We are back with Season 2 of Virtual Geometric Structures, an online seminar series on the broad area of Topology and Geometry. The lectures in VGS are aimed at PhD students and early career researchers. There will be an informal discussion session after every talk. We strongly encourage the participants to take part in this discussion.

If you wish to receive email announcements from us, please register here.

Zoom meeting details for VGS lectures will be as follows:

Meeting ID: 859 1456 3909 Passcode: VGS2 (this may change later)

If you want to suggest speakers, please send an email to arpaninto@outlook.com

Lecture 1 (by Dr. Stephan Tillmann, April 08, 2022, 11:00 AM IST) ( recording )

Title: What is the Thurston norm?

Abstract: Thurston's norm on (co)homology of a 3-manifold reveals interesting topological properties of the 3-manifold. At the centre of its study is its unit ball, which is a finite polytope. Associated to some of its top dimensional faces are special triangulations of the manifold defined by Agol, called veering triangulations. After a general introduction to these topics, I will outline algorithms developed in collaboration with Daryl Cooper and Will Worden to compute the unit ball of the Thurston norm.

Lecture 2 (by Dr. Sean Lawton, May 17, 2022, 08:00 PM IST) ( recording )

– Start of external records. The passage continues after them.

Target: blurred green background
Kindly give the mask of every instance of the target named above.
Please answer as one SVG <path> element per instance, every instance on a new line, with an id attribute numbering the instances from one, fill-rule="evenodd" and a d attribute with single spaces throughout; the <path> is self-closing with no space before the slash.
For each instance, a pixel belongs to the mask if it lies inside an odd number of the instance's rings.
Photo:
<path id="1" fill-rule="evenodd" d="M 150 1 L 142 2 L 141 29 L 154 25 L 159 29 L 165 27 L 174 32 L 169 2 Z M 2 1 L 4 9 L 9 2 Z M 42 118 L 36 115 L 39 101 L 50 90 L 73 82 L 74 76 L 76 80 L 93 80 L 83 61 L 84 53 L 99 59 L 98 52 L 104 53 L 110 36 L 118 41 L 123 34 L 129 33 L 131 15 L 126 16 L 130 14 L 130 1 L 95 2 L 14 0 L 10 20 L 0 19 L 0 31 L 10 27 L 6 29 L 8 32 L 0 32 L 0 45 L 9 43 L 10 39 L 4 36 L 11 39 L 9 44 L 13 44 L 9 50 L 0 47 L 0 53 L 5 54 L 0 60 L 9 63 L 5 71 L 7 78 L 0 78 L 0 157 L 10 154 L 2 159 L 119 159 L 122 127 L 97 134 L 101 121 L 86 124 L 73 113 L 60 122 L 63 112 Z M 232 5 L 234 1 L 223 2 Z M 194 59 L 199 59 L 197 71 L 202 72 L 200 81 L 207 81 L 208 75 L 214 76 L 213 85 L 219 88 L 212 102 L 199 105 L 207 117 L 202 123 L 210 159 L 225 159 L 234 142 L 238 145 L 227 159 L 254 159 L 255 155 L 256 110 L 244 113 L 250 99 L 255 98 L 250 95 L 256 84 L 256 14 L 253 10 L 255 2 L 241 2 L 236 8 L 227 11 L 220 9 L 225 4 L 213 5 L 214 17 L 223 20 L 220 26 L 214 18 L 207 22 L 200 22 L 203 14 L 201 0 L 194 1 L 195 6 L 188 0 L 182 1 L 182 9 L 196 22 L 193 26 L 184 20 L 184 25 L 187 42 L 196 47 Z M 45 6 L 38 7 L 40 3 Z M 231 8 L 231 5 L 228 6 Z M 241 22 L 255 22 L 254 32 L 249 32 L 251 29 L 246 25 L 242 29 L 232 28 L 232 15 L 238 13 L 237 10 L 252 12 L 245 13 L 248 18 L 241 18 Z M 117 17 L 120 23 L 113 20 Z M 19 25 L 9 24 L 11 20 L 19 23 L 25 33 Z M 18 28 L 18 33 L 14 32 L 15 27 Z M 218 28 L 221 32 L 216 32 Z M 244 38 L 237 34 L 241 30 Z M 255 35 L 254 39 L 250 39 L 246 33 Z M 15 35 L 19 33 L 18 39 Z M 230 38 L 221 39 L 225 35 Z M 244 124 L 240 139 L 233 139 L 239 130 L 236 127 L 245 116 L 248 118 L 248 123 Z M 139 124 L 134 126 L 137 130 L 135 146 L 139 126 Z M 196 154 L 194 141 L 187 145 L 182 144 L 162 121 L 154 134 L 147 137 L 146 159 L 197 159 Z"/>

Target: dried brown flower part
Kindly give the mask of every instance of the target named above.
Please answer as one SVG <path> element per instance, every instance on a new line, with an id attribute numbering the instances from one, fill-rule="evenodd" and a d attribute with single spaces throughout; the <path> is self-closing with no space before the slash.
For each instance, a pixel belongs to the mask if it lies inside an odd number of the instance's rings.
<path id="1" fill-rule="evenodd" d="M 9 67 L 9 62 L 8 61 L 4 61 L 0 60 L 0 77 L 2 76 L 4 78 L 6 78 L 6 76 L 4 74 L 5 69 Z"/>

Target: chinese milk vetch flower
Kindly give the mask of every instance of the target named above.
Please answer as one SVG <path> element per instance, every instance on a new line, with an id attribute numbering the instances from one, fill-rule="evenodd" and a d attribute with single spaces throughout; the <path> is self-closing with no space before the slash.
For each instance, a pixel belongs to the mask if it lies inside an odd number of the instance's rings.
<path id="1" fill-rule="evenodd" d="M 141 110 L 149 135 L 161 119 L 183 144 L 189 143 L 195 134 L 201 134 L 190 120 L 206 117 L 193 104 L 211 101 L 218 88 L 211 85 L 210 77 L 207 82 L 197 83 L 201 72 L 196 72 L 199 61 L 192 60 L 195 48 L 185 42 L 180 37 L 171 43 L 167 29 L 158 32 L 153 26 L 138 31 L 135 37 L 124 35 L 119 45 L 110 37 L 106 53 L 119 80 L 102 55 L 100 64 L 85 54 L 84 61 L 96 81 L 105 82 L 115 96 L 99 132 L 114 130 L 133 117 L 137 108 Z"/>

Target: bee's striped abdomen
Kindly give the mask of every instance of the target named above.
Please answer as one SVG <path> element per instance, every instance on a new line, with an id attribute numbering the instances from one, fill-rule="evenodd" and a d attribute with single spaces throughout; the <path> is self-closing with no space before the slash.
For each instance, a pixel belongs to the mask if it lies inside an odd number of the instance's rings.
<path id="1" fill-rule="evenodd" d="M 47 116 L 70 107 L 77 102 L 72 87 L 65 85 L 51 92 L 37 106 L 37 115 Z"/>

Title: Dynamics on Nilpotent Character Varieties

Abstract: Let N be a finitely generated nilpotent group and G a compact connected Lie group. In collaboration with J-P Burelle, we show that there is a natural Out(N)-invariant radon measure with full support on the identity component of the conjugation quotient Hom(N,G)/G and that Out(N) is strong mixing with respect to this measure whenever there exists an element in Out(N) whose eigenvalues are not roots of unity. In this talk, I will discuss an example of this theorem in detail.